Remember how, until 1989, State Governors were hand-picked by the president? These days, in Lara, it’s starting to feel like descentralization never happened and Venezuelan states are ruled directly from Caracas once again.
Back in the day, the nation was divided into administrative regions, tasked with territorial development; a responsibility that was placed in the hands of regional “development agencies”. These were separate from state governments, and had broad powers to plan, promote and coordinate projects in the regions. As the years went by, their objectives were slowly abandoned.
The best known example is the Venezuelan Corporation of Guayana (CVG), which grew to become a conglomerate of mining and metallurgical companies, now in critical condition. Another case is Corpozulia, acting in the largest state in the country. In effect a parallel State government, it now dedicates itself to pushing projects which go nowhere and to hindering the work of the elected government.

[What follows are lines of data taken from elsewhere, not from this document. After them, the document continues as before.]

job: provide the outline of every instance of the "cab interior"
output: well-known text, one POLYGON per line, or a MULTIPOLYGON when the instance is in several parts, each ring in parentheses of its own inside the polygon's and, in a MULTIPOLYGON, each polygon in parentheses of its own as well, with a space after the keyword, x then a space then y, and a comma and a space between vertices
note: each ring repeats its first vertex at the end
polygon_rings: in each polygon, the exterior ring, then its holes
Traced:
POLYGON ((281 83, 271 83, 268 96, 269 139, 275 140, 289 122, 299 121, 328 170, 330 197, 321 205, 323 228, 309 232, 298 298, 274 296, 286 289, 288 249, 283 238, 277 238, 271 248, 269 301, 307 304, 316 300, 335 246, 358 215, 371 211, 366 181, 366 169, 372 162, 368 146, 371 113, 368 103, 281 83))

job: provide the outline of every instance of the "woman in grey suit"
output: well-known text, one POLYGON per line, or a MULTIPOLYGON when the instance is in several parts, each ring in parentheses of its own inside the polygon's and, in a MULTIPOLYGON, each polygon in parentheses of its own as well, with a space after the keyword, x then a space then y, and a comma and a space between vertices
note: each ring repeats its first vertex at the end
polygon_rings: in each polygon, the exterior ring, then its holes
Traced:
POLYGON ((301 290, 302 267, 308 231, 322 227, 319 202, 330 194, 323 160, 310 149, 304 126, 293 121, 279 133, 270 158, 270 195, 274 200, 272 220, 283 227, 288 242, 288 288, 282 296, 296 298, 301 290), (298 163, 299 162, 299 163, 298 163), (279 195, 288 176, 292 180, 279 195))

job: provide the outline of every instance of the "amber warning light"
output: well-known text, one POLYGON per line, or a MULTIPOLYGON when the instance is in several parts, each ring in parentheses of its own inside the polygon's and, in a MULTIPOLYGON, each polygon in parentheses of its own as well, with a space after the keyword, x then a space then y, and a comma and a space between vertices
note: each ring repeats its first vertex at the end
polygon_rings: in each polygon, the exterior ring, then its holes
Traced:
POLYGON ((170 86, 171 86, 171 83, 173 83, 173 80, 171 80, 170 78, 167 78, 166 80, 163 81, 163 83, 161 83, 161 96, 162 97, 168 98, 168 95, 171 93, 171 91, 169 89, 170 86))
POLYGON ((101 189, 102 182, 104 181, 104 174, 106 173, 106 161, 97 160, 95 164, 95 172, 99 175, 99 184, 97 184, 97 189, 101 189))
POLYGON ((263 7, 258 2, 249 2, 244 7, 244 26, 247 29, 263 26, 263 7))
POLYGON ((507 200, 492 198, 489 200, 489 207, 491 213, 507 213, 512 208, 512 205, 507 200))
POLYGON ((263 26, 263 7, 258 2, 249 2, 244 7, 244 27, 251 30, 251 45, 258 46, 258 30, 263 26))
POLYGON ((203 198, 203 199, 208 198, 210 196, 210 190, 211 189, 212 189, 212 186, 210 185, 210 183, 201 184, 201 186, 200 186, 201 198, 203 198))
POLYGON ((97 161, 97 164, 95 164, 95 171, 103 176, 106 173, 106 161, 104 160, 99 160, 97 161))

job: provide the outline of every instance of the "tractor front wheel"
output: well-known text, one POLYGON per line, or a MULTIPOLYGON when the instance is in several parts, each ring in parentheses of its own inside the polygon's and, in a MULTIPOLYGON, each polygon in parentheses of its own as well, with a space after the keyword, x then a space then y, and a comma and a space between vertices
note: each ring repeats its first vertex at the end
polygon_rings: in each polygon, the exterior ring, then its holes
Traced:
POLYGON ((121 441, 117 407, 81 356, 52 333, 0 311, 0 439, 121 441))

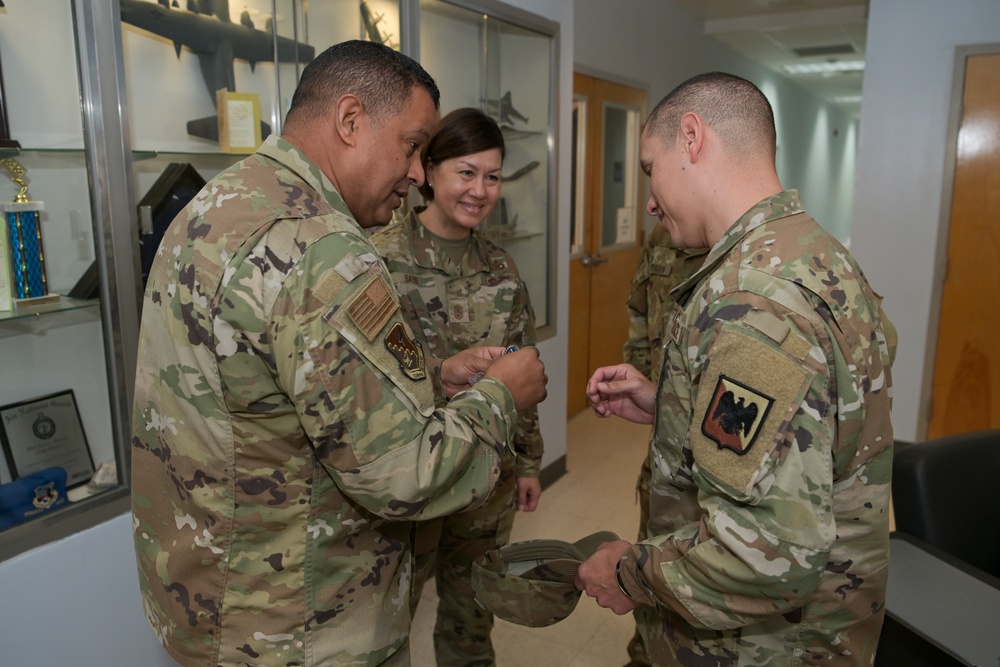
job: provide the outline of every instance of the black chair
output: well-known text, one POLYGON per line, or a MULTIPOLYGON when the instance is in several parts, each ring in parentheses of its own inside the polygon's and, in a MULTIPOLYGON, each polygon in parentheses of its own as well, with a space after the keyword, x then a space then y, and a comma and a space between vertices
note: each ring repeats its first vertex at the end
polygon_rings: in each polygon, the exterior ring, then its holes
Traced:
MULTIPOLYGON (((898 532, 1000 577, 1000 430, 897 440, 892 502, 898 532)), ((886 614, 875 667, 963 664, 886 614)))
POLYGON ((896 530, 1000 577, 1000 429, 896 442, 896 530))

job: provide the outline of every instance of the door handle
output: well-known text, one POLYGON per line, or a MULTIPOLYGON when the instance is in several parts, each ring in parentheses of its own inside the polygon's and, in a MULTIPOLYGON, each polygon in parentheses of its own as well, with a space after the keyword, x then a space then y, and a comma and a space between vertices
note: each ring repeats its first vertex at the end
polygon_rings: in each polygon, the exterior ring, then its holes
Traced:
POLYGON ((600 255, 589 255, 580 261, 583 262, 584 266, 596 266, 597 264, 604 264, 608 261, 608 258, 601 257, 600 255))

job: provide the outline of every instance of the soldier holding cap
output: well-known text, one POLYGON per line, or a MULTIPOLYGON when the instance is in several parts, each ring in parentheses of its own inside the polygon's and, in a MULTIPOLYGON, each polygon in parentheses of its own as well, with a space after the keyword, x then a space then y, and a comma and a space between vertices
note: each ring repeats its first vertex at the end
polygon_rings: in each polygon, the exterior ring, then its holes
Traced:
POLYGON ((653 424, 648 537, 577 585, 637 609, 654 665, 871 664, 888 568, 889 351, 879 297, 784 190, 760 90, 710 73, 643 130, 648 211, 709 247, 674 292, 657 387, 598 369, 595 412, 653 424))

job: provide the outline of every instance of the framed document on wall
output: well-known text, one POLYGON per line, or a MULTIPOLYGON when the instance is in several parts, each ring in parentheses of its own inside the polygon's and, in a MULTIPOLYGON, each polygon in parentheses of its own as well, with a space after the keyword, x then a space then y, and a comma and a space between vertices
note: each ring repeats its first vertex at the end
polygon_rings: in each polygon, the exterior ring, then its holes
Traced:
POLYGON ((0 444, 12 479, 58 466, 73 488, 94 475, 72 389, 0 406, 0 444))

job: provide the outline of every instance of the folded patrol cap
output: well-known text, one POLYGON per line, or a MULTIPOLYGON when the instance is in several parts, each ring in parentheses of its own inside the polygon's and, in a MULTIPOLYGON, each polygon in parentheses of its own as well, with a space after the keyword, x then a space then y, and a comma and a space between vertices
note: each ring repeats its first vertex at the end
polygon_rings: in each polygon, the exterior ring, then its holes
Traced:
POLYGON ((476 601, 498 618, 531 628, 557 623, 576 608, 576 569, 597 547, 614 542, 609 531, 576 542, 528 540, 491 549, 472 564, 476 601))

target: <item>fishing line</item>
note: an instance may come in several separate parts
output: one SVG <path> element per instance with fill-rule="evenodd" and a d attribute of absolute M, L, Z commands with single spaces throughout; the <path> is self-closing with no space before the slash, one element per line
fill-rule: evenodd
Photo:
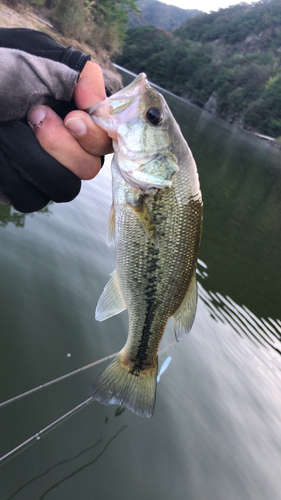
<path fill-rule="evenodd" d="M 171 344 L 169 344 L 168 346 L 166 346 L 163 349 L 161 349 L 159 351 L 159 354 L 163 354 L 163 352 L 168 351 L 176 343 L 177 343 L 176 340 L 174 342 L 171 342 Z M 28 396 L 29 394 L 32 394 L 33 392 L 38 391 L 39 389 L 43 389 L 44 387 L 47 387 L 47 386 L 49 386 L 51 384 L 59 382 L 60 380 L 64 380 L 65 378 L 70 377 L 70 376 L 74 375 L 75 373 L 79 373 L 82 370 L 86 370 L 86 369 L 90 368 L 91 366 L 95 366 L 95 365 L 101 363 L 102 361 L 106 361 L 108 359 L 111 359 L 114 356 L 116 356 L 116 354 L 118 354 L 118 353 L 110 354 L 109 356 L 106 356 L 105 358 L 99 359 L 98 361 L 94 361 L 93 363 L 90 363 L 89 365 L 85 365 L 82 368 L 78 368 L 77 370 L 74 370 L 73 372 L 67 373 L 66 375 L 62 375 L 61 377 L 58 377 L 58 378 L 56 378 L 54 380 L 51 380 L 50 382 L 46 382 L 45 384 L 42 384 L 42 385 L 40 385 L 38 387 L 35 387 L 34 389 L 31 389 L 30 391 L 26 391 L 26 392 L 24 392 L 22 394 L 19 394 L 18 396 L 15 396 L 14 398 L 8 399 L 7 401 L 4 401 L 3 403 L 1 403 L 0 407 L 1 406 L 5 406 L 5 405 L 7 405 L 9 403 L 12 403 L 13 401 L 16 401 L 16 400 L 18 400 L 20 398 L 23 398 L 25 396 Z M 16 446 L 16 448 L 13 448 L 11 451 L 9 451 L 8 453 L 6 453 L 2 457 L 0 457 L 0 466 L 3 465 L 3 463 L 1 463 L 1 462 L 4 462 L 4 460 L 12 458 L 12 456 L 15 453 L 16 454 L 20 453 L 21 451 L 23 451 L 23 449 L 26 446 L 31 445 L 35 441 L 39 441 L 40 438 L 41 438 L 41 436 L 43 434 L 45 434 L 48 431 L 53 430 L 54 427 L 56 427 L 57 425 L 61 424 L 66 418 L 71 417 L 75 412 L 81 410 L 82 408 L 84 408 L 85 406 L 87 406 L 89 403 L 92 403 L 93 401 L 94 401 L 94 399 L 92 397 L 86 399 L 85 401 L 83 401 L 79 405 L 75 406 L 72 410 L 69 410 L 67 413 L 65 413 L 61 417 L 57 418 L 56 420 L 54 420 L 51 424 L 47 425 L 46 427 L 44 427 L 40 431 L 38 431 L 35 434 L 33 434 L 33 436 L 31 436 L 30 438 L 28 438 L 26 441 L 23 441 L 21 444 L 19 444 L 18 446 Z"/>
<path fill-rule="evenodd" d="M 41 438 L 42 434 L 45 434 L 46 432 L 52 430 L 56 425 L 61 424 L 61 422 L 63 420 L 65 420 L 67 417 L 72 416 L 76 411 L 81 410 L 87 404 L 92 403 L 92 401 L 94 401 L 93 398 L 86 399 L 85 401 L 83 401 L 79 405 L 75 406 L 75 408 L 72 408 L 72 410 L 69 410 L 67 413 L 65 413 L 61 417 L 57 418 L 56 420 L 54 420 L 51 424 L 49 424 L 46 427 L 44 427 L 43 429 L 41 429 L 39 432 L 36 432 L 36 434 L 33 434 L 33 436 L 31 436 L 30 438 L 26 439 L 26 441 L 23 441 L 23 443 L 21 443 L 18 446 L 16 446 L 16 448 L 13 448 L 13 450 L 11 450 L 8 453 L 6 453 L 6 455 L 3 455 L 2 457 L 0 457 L 0 463 L 3 462 L 5 459 L 11 457 L 11 455 L 14 455 L 14 453 L 22 451 L 22 448 L 24 448 L 25 446 L 31 444 L 32 441 L 35 441 L 35 440 L 39 441 L 39 439 Z"/>
<path fill-rule="evenodd" d="M 116 356 L 118 352 L 115 352 L 114 354 L 110 354 L 109 356 L 106 356 L 105 358 L 99 359 L 98 361 L 94 361 L 93 363 L 90 363 L 89 365 L 82 366 L 82 368 L 77 368 L 77 370 L 74 370 L 73 372 L 66 373 L 65 375 L 62 375 L 61 377 L 55 378 L 54 380 L 51 380 L 50 382 L 46 382 L 45 384 L 38 385 L 37 387 L 34 387 L 34 389 L 30 389 L 29 391 L 23 392 L 22 394 L 19 394 L 18 396 L 15 396 L 11 399 L 7 399 L 7 401 L 3 401 L 3 403 L 0 403 L 0 408 L 3 406 L 6 406 L 10 403 L 13 403 L 14 401 L 17 401 L 18 399 L 24 398 L 25 396 L 29 396 L 29 394 L 33 394 L 36 391 L 39 391 L 40 389 L 44 389 L 45 387 L 48 387 L 49 385 L 55 384 L 56 382 L 60 382 L 61 380 L 64 380 L 68 377 L 71 377 L 72 375 L 75 375 L 76 373 L 82 372 L 83 370 L 87 370 L 88 368 L 91 368 L 92 366 L 98 365 L 99 363 L 102 363 L 103 361 L 106 361 L 108 359 L 113 358 Z"/>
<path fill-rule="evenodd" d="M 159 354 L 162 354 L 163 352 L 167 351 L 176 343 L 177 342 L 174 341 L 171 344 L 169 344 L 168 346 L 164 347 L 163 349 L 161 349 L 161 351 L 159 351 Z M 57 382 L 60 382 L 61 380 L 65 380 L 68 377 L 72 377 L 72 375 L 75 375 L 76 373 L 80 373 L 84 370 L 88 370 L 88 368 L 91 368 L 92 366 L 98 365 L 98 364 L 102 363 L 103 361 L 107 361 L 111 358 L 114 358 L 114 356 L 116 356 L 117 354 L 118 354 L 118 352 L 115 352 L 114 354 L 110 354 L 109 356 L 106 356 L 105 358 L 101 358 L 98 361 L 94 361 L 93 363 L 90 363 L 89 365 L 82 366 L 82 368 L 77 368 L 76 370 L 74 370 L 72 372 L 66 373 L 65 375 L 61 375 L 61 377 L 55 378 L 54 380 L 50 380 L 49 382 L 46 382 L 45 384 L 38 385 L 37 387 L 30 389 L 29 391 L 22 392 L 18 396 L 14 396 L 13 398 L 7 399 L 6 401 L 3 401 L 2 403 L 0 403 L 0 408 L 3 408 L 4 406 L 9 405 L 10 403 L 14 403 L 14 401 L 18 401 L 19 399 L 22 399 L 25 396 L 29 396 L 30 394 L 33 394 L 34 392 L 37 392 L 41 389 L 45 389 L 45 387 L 49 387 L 52 384 L 56 384 Z"/>

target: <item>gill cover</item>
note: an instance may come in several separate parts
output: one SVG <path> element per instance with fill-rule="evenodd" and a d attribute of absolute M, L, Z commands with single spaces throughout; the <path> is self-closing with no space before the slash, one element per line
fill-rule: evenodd
<path fill-rule="evenodd" d="M 170 147 L 174 119 L 144 73 L 89 113 L 113 139 L 116 164 L 126 182 L 143 190 L 171 187 L 179 170 Z"/>

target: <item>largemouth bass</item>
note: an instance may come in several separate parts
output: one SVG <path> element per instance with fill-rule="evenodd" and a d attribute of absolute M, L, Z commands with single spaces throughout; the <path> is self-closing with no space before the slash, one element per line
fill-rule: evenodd
<path fill-rule="evenodd" d="M 152 417 L 167 321 L 173 318 L 179 341 L 196 312 L 203 207 L 197 168 L 166 101 L 143 73 L 90 115 L 114 147 L 108 239 L 115 237 L 116 270 L 96 319 L 129 314 L 127 342 L 90 395 Z"/>

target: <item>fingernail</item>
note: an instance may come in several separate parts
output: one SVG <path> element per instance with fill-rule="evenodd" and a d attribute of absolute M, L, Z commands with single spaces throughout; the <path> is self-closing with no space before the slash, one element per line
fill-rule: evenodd
<path fill-rule="evenodd" d="M 81 118 L 69 118 L 65 126 L 74 137 L 81 137 L 87 132 L 87 127 Z"/>
<path fill-rule="evenodd" d="M 28 112 L 27 121 L 31 127 L 41 127 L 46 114 L 45 106 L 36 106 Z"/>

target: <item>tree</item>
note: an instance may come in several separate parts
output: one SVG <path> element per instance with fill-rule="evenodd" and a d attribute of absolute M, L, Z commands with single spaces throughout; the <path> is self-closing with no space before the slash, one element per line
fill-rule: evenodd
<path fill-rule="evenodd" d="M 44 0 L 64 35 L 87 41 L 112 54 L 125 38 L 128 12 L 138 11 L 135 0 Z"/>
<path fill-rule="evenodd" d="M 135 0 L 96 0 L 91 2 L 94 21 L 92 40 L 110 54 L 117 52 L 125 39 L 128 12 L 139 12 Z"/>
<path fill-rule="evenodd" d="M 269 78 L 260 98 L 249 106 L 245 123 L 263 134 L 281 136 L 281 75 Z"/>

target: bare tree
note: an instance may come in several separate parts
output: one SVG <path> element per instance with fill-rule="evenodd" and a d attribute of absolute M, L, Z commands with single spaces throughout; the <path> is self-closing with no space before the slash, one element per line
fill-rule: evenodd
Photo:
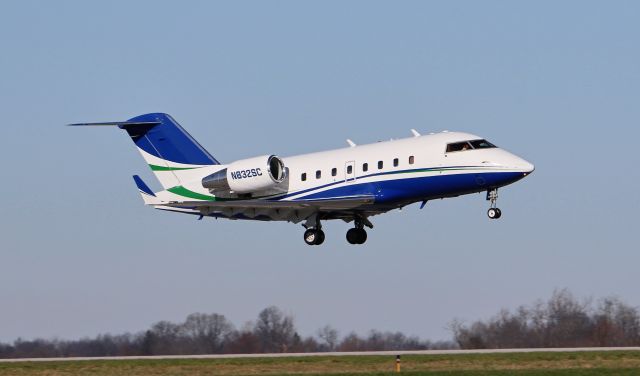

The latest victim of the policitization of these institutions is the Foundation for the Development of the Central-West Region (FUDECO). For now on, it will be known as Corpolara. Given the fact that its head is Chavez’s strong man in the region, it’s obvious who is the real target behind this action. Much as Chávez dreamt up a parallel government agency for Caracas to nullify Antonio Ledezma’s election to the post of Metropolitan Mayor of Caracas, he’s now retreading an old development agency to nullify Governor Falcon’s win.
States are facing a permanent siege from the central power, both in terms of their responsibilities and of their coffers. This new power structure shows how far Miraflores is willing to go to expand its control.